As part of the 24-week study, all of the children were prescribed risperidone (though a few were changed to Abilify during the study as a result of poor response), but only a portion of the participants also received PT.  This design allows for comparisons between two groups; the group where the children were just getting medication (MED) and the combination group where the children were getting medication and the parents were receiving PT (COMB).  The researchers used multiple rating scales to assess behavioral issues, which were administered throughout the study to measure changes in the severity of the child’s behavior.  Through this research study, the researchers hoped to demonstrate that risperidone treatment coupled with PT would be superior to risperidone treatment alone in reducing serious behavior problems in children with ASD.

The results of this study are very promising.  Children in both groups demonstrated improved compliance, as reported by their parents.  However, the COMB group reported greater improvements in compliance than those seen in the MED group.  That is, although all of the children demonstrated improvement, children whose parents were in the PT program demonstrated greater improvement.  Even more exciting was the fact that the children in the COMB group showed greater reduction in irritability.  Again, although all of the children demonstrated less irritability, the children whose parents received the PT demonstrated the greatest improvement.

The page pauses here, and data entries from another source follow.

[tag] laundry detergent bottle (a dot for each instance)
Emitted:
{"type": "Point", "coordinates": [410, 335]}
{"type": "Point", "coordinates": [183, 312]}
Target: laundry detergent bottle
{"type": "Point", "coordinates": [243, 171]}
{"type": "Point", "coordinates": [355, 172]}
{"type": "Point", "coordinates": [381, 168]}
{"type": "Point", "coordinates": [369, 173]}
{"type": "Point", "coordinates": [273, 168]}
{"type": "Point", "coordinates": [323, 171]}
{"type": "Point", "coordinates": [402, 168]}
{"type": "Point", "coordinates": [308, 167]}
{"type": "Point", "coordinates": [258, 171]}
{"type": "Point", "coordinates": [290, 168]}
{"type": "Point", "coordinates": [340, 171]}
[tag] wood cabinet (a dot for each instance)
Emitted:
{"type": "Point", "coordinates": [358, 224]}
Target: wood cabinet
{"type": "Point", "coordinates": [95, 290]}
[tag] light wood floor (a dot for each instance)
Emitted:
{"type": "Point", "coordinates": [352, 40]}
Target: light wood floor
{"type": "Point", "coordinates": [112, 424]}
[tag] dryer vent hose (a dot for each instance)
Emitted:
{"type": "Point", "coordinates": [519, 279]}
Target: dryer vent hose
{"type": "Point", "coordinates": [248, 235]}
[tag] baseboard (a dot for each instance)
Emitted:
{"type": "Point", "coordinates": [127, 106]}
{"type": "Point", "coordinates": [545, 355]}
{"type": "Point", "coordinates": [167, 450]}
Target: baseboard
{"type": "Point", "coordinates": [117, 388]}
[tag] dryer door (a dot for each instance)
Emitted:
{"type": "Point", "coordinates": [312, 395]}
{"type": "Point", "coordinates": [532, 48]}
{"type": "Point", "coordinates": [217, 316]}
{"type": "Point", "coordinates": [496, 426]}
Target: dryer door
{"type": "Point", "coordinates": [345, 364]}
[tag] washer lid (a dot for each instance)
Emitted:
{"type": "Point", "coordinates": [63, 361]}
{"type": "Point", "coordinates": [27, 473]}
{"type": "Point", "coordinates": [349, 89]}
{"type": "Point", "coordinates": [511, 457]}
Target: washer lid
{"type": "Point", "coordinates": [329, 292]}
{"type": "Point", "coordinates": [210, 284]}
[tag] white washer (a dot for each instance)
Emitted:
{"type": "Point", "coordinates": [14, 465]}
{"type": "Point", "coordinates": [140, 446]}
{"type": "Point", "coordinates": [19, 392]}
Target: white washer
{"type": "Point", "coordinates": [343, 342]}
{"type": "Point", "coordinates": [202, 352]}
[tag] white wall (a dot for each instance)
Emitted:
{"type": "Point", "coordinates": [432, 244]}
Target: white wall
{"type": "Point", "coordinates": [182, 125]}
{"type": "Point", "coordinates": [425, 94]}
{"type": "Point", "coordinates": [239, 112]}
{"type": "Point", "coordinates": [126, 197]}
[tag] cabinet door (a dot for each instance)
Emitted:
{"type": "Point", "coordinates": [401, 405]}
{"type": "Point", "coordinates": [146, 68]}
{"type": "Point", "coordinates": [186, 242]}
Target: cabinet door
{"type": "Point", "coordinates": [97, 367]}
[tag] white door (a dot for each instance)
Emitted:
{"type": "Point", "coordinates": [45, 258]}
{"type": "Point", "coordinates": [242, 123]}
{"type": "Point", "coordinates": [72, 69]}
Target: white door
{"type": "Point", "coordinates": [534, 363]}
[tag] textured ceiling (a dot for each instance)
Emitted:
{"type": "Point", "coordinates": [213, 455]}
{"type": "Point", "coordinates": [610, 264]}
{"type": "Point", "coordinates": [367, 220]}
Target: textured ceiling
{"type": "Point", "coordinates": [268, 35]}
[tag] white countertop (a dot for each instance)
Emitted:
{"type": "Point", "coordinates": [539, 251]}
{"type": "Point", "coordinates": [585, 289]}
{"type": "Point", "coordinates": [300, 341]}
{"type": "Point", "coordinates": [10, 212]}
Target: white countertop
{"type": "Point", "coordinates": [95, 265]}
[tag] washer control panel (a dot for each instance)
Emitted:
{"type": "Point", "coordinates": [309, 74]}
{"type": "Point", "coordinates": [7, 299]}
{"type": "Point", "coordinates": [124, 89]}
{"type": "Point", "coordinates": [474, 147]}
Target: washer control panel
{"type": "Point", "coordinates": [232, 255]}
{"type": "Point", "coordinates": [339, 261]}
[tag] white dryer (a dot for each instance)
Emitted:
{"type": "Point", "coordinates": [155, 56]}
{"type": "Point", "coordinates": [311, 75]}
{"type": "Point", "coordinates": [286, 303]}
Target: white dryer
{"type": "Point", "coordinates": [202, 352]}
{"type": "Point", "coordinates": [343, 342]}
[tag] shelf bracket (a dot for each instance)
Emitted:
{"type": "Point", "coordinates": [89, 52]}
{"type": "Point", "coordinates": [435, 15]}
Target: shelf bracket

This study demonstrated, yet again, the benefits of behavioral and psychological treatments in the management of challenging behaviors.  While medication is a useful tool for treating troublesome behaviors and emotions, the addition of psychological treatment (in the form of parent training, behavioral support, and therapy) results in greater, longer-lasting benefits.  I frequently recommend my patients to prescribing physicians to determine if medication could be helpful for them.  While I do not believe that medication is a “cure-all,” it has its place in helping the patient become “available” to the treatment I am providing.  Once the patient has benefitted from my treatment, there is the potential that the medication can be reduced or even completely stopped.  While all patients cannot be taken off of their medications, the additional benefits of psychological support are clear and well worth the additional treatment.  Now, if only we could get the insurance companies to agree…

Here is the reference for those of you who would like to see the full article:

Aman, MG; McDougle, CJ; Scahill, L; Handen, B; Arnold, LE; Johnson, C; et.al. (2009). Medication and Parent Training in Children with Pervasive Developmental Disorders and Serious Behavior Problems: Results From a Randomized Clinical Trial. Journal of the American Academy of Child & Adolescent Psychiatry. 48 (12), p. 1143-1154.